Fig. 1: Examples of a healthy and a bleached coral reef (images modified from Wikipedia pages on coral reefs and reef degradation, respectively)

Coral Reefs provide a lot of ecological and economically important services; they gross an estimated value of over $1 trillion (USD) globally, because of their social, economic and cultural services (Heron et al., 2017). With that being said, reefs only account for less than 0.1% of the ocean floor, but host more than one-quarter of all marine fish species (Heron et al., 2017). Climate change alters the pristine attractiveness of coral reefs to tourists, which directly affects low-income coastal countries and small developing islands within coral reef regions (Hoegh-Guldberg et al., 2007). Developing countries are not equipped to respond to climate change, and many rely on tourism for the majority of their economies (Hoegh-Guldberg et al., 2007). But tourist visits are one form of valuation, coral reefs are also critical for supporting fisheries and protecting shorelines from erosion,  For the loss of reef ecosystem services it is going to cost the US about $500 billion per year by 2100 (Hoegh-Guldberg et al., 2015).

This loss of economic value through bleaching is ultimately caused by our activities. Anthropogenic activity has resulted in rising temperatures and increases in the atmospheric concentration of carbon dioxide; this has been the largest increase in global temperature since the pre-industrial times (Stocker et al., 2013). Widespread mass coral bleaching was first documented in 1983 at the time of an extremely strong El Nino (Cofroth et al., 1989). It is important to note that coral reefs have been around a long time and residing in oceans since at least the Triassic period over 200 million years ago, and are well adapted to specific environmental conditions and human activity has damaged them in a matter of 30 years. Therefore water temperatures of even 1-2oC above the normal temperature would result in severe coral bleaching (Heron et al., 2017).
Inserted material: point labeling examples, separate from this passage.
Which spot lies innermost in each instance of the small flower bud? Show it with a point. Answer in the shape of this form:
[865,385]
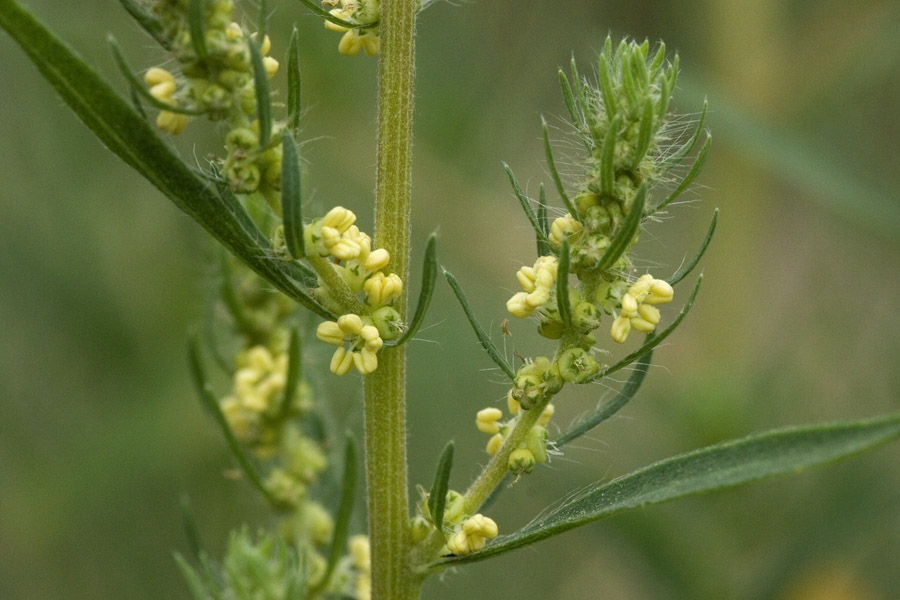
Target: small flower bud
[521,460]
[576,365]
[486,420]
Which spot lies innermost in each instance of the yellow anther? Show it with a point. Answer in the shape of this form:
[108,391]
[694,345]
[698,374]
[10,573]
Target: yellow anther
[171,122]
[494,444]
[620,329]
[486,420]
[350,323]
[156,75]
[330,332]
[512,405]
[270,65]
[341,361]
[365,361]
[339,218]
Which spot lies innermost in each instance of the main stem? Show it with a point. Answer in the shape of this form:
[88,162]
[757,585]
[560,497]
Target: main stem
[385,388]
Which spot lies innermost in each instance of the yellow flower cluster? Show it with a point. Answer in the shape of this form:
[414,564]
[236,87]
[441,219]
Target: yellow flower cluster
[537,283]
[162,86]
[363,342]
[258,390]
[472,535]
[638,310]
[532,451]
[354,40]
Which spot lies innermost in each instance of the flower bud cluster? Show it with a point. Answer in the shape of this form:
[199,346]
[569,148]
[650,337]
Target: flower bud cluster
[530,452]
[358,337]
[638,310]
[220,84]
[360,12]
[472,535]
It was estimated that coral reefs would take approximately 15- 25 years to recover from mass mortality, but if the frequency of mass mortality events increases to a point where the return time of mortality event is less than the time it takes to recover, the abundance of corals on reefs will decline (Heron et al., 2017).

Ocean acidification is another factor affecting coral reefs because it hinders the coral's ability to build their limestone skeletons and increases bio-erosion of reefs (Heron et al., 2017). With approximately 25% of the emitted CO2 from anthropogenic sources entering the ocean and producing carbonic acid, which then dissociates to form bicarbonate ions and protons, reducing the availability of carbonate to biological systems (Hoegh-Guldberg et al., 2007). These high CO2 levels and ocean acidification are expected to cause coral reefs to erode. A number of studies have determined that the doubling of pre-industrial atmospheric CO2 to 560 ppm decreases coral calcification and growth by up to 40% through the inhibition of aragonite formation as carbonate-ion concentrations decrease (Hoegh-Guldberg et al., 2007). Studies have concluded that the corals will not thrive again until the atmospheric CO2 has been reduced to 320-350 ppm (Heron et al., 2017).
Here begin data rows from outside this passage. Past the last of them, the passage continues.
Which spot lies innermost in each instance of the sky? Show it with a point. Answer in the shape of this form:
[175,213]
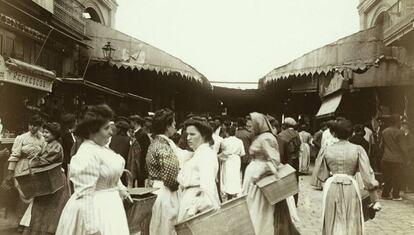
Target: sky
[237,40]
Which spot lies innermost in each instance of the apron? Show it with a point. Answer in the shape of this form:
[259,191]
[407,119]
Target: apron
[326,188]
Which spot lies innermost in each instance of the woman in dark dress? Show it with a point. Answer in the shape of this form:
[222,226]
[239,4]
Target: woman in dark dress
[47,209]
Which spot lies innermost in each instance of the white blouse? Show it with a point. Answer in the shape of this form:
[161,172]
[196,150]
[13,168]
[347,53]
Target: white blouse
[94,168]
[201,170]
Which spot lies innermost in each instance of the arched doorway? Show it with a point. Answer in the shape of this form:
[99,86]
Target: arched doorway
[93,14]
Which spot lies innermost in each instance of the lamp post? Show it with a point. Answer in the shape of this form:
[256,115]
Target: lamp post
[107,51]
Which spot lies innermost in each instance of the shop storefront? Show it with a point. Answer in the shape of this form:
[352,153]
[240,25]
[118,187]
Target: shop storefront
[357,77]
[23,90]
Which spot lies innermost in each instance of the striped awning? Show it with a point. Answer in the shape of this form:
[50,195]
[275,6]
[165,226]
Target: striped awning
[356,52]
[132,53]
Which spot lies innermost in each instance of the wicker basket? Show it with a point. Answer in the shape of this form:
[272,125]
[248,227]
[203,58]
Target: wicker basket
[367,210]
[281,186]
[232,218]
[139,212]
[41,181]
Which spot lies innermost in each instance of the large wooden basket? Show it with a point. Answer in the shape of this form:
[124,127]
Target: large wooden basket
[278,187]
[41,181]
[140,211]
[232,218]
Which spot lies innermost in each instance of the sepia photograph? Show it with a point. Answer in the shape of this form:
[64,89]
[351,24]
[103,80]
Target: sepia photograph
[206,117]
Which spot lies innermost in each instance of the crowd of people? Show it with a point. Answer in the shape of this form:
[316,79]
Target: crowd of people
[196,165]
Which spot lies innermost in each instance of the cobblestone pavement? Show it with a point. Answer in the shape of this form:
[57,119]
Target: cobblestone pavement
[396,217]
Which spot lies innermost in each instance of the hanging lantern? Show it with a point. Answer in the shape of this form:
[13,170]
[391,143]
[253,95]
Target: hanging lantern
[107,51]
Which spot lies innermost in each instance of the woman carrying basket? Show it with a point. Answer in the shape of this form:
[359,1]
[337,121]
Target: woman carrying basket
[46,210]
[197,176]
[95,170]
[342,205]
[267,219]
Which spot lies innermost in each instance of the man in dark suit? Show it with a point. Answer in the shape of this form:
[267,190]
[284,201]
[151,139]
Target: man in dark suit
[120,143]
[290,144]
[245,134]
[68,138]
[142,138]
[394,158]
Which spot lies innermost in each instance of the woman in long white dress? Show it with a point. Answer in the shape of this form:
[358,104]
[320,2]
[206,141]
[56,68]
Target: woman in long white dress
[342,206]
[232,151]
[197,176]
[304,154]
[163,166]
[95,170]
[267,219]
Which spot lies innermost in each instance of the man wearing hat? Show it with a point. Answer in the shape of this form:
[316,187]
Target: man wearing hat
[120,142]
[25,146]
[290,140]
[137,163]
[394,158]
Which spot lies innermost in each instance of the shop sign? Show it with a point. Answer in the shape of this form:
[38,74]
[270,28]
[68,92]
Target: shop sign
[46,4]
[329,86]
[23,79]
[20,27]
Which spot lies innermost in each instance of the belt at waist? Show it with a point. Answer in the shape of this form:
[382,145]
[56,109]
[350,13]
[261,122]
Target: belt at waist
[343,179]
[191,186]
[105,190]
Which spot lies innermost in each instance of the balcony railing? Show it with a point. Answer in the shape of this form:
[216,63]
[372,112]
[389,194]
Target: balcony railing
[69,12]
[397,19]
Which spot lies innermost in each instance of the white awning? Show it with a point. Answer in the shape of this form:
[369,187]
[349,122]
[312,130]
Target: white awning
[329,105]
[24,74]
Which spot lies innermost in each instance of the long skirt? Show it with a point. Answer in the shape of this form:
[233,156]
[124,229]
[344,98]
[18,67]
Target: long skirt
[304,158]
[164,211]
[342,213]
[230,177]
[261,211]
[109,215]
[46,211]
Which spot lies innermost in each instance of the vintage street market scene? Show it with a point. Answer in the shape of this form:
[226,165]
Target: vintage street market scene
[185,117]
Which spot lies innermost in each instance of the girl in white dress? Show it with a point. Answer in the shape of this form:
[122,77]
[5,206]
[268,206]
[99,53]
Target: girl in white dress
[304,154]
[197,176]
[232,150]
[95,170]
[267,219]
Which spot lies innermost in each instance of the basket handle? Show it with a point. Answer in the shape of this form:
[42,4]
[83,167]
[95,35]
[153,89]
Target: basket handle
[129,176]
[30,163]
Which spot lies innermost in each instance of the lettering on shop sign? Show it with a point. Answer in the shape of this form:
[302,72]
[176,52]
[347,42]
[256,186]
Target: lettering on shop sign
[336,83]
[46,4]
[27,80]
[20,27]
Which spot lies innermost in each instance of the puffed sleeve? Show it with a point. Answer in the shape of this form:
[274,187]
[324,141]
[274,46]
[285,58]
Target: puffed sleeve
[321,171]
[208,165]
[84,175]
[241,152]
[270,150]
[52,154]
[367,174]
[169,166]
[16,152]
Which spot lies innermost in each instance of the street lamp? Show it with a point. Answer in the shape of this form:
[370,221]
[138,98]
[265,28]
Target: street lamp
[107,51]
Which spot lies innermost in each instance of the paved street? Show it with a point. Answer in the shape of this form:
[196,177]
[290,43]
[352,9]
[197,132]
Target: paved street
[395,217]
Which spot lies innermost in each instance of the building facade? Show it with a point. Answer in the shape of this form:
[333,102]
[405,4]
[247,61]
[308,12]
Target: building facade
[39,41]
[102,11]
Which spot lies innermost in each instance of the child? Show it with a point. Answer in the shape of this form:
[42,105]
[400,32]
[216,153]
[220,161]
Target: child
[232,150]
[46,210]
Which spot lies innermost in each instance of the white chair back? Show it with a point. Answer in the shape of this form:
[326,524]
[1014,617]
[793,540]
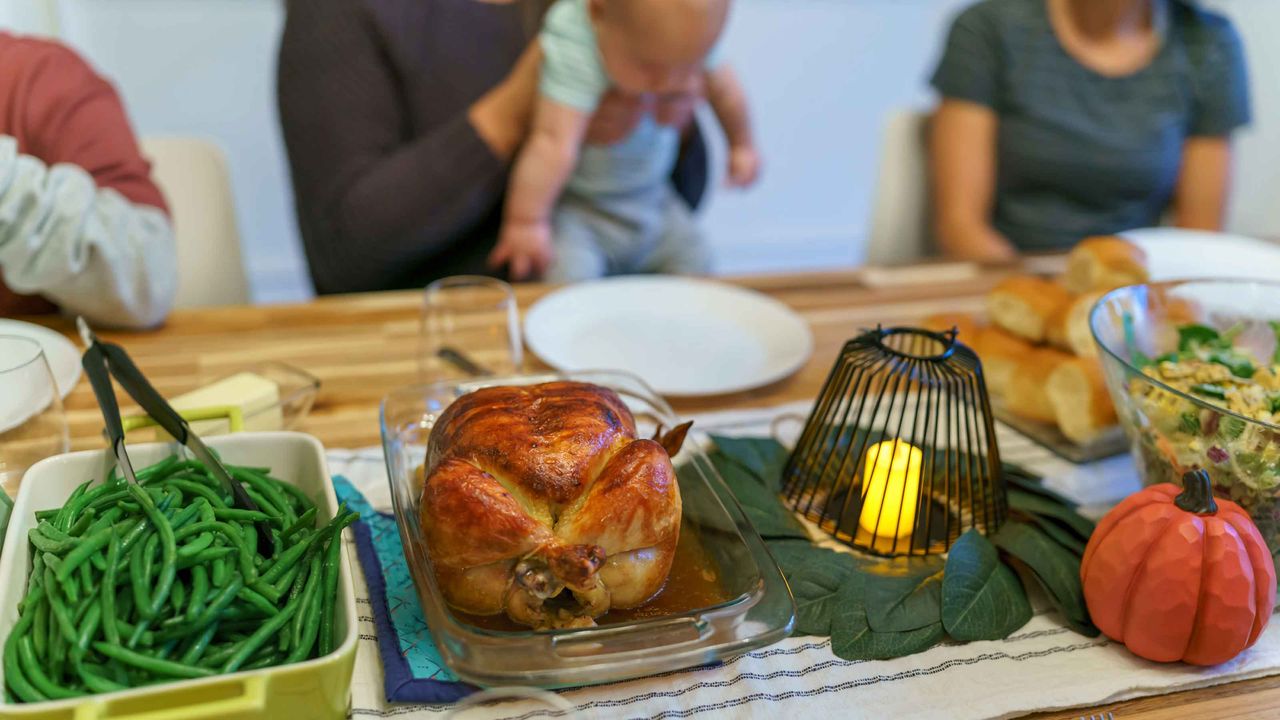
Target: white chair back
[901,217]
[192,173]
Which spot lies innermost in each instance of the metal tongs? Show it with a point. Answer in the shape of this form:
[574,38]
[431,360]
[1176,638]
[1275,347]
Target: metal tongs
[104,360]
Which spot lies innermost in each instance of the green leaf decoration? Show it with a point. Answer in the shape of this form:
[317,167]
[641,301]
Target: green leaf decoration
[814,574]
[982,598]
[877,609]
[1038,505]
[1060,534]
[762,505]
[763,458]
[1055,568]
[901,604]
[853,637]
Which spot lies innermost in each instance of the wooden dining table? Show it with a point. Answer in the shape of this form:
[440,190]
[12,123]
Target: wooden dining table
[362,346]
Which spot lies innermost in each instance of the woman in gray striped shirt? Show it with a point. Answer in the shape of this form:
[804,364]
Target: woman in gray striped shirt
[1066,118]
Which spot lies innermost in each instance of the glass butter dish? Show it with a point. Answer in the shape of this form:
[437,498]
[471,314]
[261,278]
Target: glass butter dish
[725,595]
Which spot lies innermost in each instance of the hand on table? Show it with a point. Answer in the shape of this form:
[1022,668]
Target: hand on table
[744,165]
[524,247]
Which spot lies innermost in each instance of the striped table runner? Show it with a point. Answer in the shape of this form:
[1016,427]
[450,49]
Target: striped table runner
[1042,666]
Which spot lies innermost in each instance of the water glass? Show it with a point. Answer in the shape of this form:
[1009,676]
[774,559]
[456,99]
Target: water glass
[470,328]
[32,423]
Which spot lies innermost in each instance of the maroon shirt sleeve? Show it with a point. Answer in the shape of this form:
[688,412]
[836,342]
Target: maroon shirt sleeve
[67,113]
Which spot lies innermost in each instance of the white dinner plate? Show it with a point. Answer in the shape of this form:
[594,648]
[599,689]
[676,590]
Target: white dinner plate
[17,404]
[684,336]
[1176,254]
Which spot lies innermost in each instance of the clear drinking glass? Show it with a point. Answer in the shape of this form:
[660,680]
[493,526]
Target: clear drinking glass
[32,424]
[470,328]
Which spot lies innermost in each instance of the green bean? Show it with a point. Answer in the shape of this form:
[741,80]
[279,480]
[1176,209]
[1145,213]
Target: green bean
[95,682]
[305,522]
[286,580]
[14,679]
[62,618]
[211,611]
[104,520]
[332,563]
[219,573]
[199,591]
[110,499]
[199,643]
[82,607]
[151,664]
[269,490]
[259,637]
[140,634]
[108,589]
[201,542]
[178,596]
[209,555]
[71,586]
[169,550]
[40,628]
[256,600]
[138,577]
[187,514]
[159,470]
[88,628]
[82,552]
[196,488]
[314,582]
[39,684]
[55,540]
[246,555]
[245,515]
[72,507]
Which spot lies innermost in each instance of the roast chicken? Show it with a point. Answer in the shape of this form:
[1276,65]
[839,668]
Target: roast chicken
[540,502]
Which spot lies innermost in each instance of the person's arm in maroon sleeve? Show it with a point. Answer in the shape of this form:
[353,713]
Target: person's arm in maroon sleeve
[371,201]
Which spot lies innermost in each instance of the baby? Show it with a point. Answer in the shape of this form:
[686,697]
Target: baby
[579,212]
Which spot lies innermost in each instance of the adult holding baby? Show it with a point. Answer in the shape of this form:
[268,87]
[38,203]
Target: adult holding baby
[402,119]
[1063,119]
Building the resilience of these reefs by reducing human impacts is now the main focus of organisations like the World Heritage Committee of UNESCO and the Reef Resilience Network. A World Heritage Committee analysis showed that nearly all of the 29 World Heritage coral reef sites were exposed to levels of heat stress that cause coral bleaching, more than twice per decade during the 1985-2013 period (Heron et al., 2017). Roughly 21 of the World Heritage reef properties have been exposed to repeated heat stress during the past three years (Heron et al., 2017), threatening the long-term persists of these unique and valuable places.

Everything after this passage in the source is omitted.